The first time I ever saw a performance by Henry Butler, the virtuoso New Orleans pianist and vocalist who passed away July 2 at 69, was shortly after he returned to his hometown of New Orleans after living in Los Angeles where he recorded two critically acclaimed modern jazz albums. Since that solo set on the quad at Tulane University in the late 1980s, I heard him play nearly 100 times as a headliner or as a special guest of a huge variety of musicians.

I didn’t know a thing about him early on, but it was clear from that first afternoon that New Orleans music lovers were dealing with not just a new face in town, but a new phase of a piano paradigm that extended back through James Booker and Professor Longhair all the way to Jelly Roll Morton and Louis Moreau Gottschalk.

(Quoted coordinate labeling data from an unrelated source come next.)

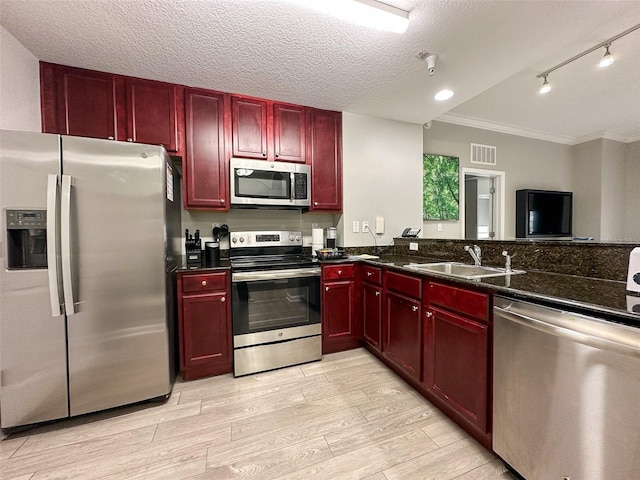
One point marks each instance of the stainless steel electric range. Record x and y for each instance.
(275, 302)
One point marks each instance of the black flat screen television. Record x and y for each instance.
(543, 213)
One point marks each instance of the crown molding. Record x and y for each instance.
(473, 122)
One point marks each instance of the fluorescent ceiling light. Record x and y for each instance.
(443, 95)
(369, 13)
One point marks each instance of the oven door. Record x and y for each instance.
(275, 300)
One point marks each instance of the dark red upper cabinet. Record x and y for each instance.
(249, 130)
(325, 157)
(289, 130)
(205, 164)
(84, 102)
(151, 113)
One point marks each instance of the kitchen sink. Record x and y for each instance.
(462, 270)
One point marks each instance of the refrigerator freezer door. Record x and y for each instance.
(118, 334)
(32, 341)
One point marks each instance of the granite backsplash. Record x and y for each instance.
(608, 261)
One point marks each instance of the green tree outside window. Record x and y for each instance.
(441, 187)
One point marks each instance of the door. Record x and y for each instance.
(338, 325)
(326, 161)
(115, 259)
(206, 332)
(205, 166)
(86, 103)
(372, 313)
(151, 113)
(249, 130)
(457, 365)
(289, 130)
(403, 339)
(32, 344)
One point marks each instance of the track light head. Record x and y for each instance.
(431, 64)
(607, 59)
(546, 87)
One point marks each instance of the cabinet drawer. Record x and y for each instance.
(404, 284)
(464, 301)
(208, 282)
(372, 274)
(335, 272)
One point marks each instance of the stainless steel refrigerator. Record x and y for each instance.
(89, 240)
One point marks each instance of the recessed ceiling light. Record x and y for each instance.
(443, 95)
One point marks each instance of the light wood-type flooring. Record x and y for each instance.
(345, 417)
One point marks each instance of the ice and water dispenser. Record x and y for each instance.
(26, 239)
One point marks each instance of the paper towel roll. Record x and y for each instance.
(317, 236)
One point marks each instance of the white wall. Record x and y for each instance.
(527, 163)
(632, 180)
(19, 86)
(587, 189)
(613, 191)
(382, 176)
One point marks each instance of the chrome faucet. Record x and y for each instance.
(476, 254)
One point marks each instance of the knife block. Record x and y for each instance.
(194, 252)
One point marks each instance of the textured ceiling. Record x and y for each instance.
(489, 53)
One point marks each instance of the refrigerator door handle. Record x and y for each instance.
(65, 243)
(52, 247)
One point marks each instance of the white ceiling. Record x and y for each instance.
(490, 52)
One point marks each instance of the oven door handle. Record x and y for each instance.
(275, 274)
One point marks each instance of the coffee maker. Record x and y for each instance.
(331, 237)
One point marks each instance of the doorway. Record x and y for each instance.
(483, 200)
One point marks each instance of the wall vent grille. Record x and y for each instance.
(483, 154)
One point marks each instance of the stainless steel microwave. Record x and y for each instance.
(258, 183)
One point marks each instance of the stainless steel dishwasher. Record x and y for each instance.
(566, 394)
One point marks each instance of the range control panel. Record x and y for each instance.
(22, 219)
(266, 239)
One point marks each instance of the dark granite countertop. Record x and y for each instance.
(592, 296)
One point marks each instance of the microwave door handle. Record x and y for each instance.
(65, 243)
(293, 185)
(52, 247)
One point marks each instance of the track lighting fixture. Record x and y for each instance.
(606, 60)
(545, 88)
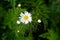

His prowess on the keys was akin to that of Snooks Eaglin on the guitar and caused a similar reaction from the crowd. Whether he was playing the blues, R&B, funk, or rock ‘n’ roll, his playing was simply awe-inspiring and confounding. Other musicians got up close to try to discern exactly how he was creating the storm of music emanating from his chosen instrument. The rest of us danced with our mouths hanging open. And when Butler opened his mouth to sing, the reaction was similar. He had a special voice and was able to sound like a blues shouter, an opera singer, or the bass vocalist in a gospel choir.